The Role of Natural Killer (NK) Cells in Acute Coronary Syndrome: A Comprehensive Review

Abstract

With poor outcomes and an immense financial burden, acute coronary syndrome (ACS) and its ischemic repercussions still present a major global health problem. Unfavorable outcomes seem to be mainly due to adverse cardiac remodeling. Since the inflammatory response takes an important role in remodeling secondary to myocardial infarction (MI), and as inflammation in this manner has not been completely elucidated, we attempted to give rise to a further understanding of ACS pathophysiology. Hence, in this review, we integrated current knowledge of complex communication networks between natural killer (NK) cells and immune and resident heart cells in the context of ACS. Based on available data, the role of NK cells seems to be important in the infarcted myocardium, where it affects heart remodeling. On the other hand, in atherosclerotic plaque, NK cells seem to be mere passers-by, except in the case of chronic infections by atherogenic pathogens. In that case, NK cells seem to support proinflammatory milieu. NK cell research is challenging due to ethical reasons, convergent evolution, and phenotypic diversity among individuals. Therefore, we argue that further research of NK cells in ACS is valuable, given their therapeutic potential in improving postischemic heart remodeling.
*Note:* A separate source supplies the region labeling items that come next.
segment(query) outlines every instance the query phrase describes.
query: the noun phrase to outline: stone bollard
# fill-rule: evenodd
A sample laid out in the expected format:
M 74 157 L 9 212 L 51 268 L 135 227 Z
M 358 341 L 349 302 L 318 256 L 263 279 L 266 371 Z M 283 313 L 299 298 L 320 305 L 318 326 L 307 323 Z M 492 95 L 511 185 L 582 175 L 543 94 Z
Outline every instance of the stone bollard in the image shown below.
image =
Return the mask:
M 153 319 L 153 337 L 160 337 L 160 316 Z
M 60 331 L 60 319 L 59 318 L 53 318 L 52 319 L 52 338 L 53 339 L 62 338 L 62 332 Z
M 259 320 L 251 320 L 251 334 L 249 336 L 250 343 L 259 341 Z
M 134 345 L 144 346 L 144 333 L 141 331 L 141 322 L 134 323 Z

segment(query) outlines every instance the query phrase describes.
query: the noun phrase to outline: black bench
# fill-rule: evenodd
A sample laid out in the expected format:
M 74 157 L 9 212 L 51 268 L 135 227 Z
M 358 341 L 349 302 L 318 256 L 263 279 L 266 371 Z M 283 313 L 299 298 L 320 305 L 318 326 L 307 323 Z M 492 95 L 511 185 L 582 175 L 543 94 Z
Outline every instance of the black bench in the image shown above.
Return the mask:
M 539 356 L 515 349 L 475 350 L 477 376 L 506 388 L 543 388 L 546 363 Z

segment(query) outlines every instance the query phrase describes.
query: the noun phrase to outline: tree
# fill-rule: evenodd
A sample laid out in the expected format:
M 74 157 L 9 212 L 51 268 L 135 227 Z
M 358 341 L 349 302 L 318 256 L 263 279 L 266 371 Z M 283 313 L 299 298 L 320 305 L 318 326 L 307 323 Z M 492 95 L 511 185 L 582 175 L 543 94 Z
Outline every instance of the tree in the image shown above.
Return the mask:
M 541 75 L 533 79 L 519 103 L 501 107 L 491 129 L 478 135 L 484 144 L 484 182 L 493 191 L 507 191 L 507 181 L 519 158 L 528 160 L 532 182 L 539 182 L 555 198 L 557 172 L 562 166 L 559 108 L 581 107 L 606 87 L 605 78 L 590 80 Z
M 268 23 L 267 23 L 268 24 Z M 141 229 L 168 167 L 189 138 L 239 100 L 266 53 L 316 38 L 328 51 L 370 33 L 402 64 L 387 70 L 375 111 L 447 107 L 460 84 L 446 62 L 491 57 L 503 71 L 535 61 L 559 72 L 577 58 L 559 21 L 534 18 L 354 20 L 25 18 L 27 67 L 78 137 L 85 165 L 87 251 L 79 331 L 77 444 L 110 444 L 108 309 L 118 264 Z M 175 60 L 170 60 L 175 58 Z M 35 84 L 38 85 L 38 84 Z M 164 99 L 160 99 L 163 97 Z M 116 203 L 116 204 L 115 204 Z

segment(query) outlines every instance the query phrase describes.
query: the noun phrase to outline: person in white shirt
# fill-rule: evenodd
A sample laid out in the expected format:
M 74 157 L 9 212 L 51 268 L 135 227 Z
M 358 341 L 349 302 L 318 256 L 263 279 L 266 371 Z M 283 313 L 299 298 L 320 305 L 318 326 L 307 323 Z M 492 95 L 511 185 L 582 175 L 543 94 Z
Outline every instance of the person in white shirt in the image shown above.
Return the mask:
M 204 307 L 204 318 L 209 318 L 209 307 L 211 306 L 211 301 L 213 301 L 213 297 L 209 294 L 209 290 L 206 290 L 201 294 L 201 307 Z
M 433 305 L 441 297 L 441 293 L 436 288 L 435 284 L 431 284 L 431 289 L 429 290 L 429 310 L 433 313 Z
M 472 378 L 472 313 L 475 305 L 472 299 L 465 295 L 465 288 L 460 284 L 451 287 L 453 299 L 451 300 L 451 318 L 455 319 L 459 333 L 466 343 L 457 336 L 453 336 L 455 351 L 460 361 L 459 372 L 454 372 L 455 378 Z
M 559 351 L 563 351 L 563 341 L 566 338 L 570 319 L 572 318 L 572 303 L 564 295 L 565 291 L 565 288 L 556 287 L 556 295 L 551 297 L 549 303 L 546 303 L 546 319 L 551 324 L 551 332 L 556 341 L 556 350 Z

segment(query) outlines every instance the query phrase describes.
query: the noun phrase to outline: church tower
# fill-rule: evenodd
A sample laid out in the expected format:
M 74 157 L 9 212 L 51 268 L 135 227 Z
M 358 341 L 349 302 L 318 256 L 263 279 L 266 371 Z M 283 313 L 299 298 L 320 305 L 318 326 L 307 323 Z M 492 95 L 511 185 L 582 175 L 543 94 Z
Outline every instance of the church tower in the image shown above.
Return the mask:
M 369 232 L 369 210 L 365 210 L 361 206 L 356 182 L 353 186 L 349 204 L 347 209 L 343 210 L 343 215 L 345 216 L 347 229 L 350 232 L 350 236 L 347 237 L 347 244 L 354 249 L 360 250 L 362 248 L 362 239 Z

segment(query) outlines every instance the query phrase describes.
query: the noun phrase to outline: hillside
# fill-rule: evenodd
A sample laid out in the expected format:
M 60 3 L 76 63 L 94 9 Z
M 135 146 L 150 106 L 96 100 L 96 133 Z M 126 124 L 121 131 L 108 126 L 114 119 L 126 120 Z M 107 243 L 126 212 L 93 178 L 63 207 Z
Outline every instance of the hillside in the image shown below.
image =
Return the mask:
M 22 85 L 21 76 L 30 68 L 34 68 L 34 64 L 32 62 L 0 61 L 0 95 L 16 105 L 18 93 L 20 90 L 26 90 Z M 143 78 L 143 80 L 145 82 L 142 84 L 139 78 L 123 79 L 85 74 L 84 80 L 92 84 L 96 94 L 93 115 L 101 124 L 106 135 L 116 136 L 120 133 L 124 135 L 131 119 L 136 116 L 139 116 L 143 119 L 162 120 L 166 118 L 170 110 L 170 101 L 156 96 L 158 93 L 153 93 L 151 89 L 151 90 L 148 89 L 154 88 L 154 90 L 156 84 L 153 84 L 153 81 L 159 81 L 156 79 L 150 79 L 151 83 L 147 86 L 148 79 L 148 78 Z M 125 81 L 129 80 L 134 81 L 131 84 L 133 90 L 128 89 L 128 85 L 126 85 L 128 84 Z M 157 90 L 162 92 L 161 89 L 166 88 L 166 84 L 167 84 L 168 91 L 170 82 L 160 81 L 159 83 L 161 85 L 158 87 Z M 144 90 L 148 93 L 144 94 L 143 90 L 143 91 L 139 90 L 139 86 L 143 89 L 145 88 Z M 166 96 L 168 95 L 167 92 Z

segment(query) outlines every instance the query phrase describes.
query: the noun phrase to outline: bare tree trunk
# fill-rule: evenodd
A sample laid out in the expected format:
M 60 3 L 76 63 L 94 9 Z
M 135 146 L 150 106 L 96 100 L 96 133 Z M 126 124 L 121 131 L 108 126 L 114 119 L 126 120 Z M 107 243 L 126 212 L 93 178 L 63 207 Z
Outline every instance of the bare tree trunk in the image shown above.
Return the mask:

Keywords: acute myocardial infarction; cardiac remodeling; coronary artery disease; heart failure; inflammation; natural killer cells.

Figure 1

Schematic representation of NK cells’ role in acute coronary syndrome with indicated potential therapeutic targets. Blue lines and “+” represent therapeutic options that stimulate NK cell function, whereas red lines and “−“ represent therapeutic options that inhibit NK cell function. Abbreviations: RAAS: renin–angiotensin–aldosterone system; RAI-1: retinoic-acid-induced 1; DNAM-1: DNAX accessory molecule-1; NKG2D: natural killer group 2D, CD: cluster of differentiation; IFN-γ: interferon-γ.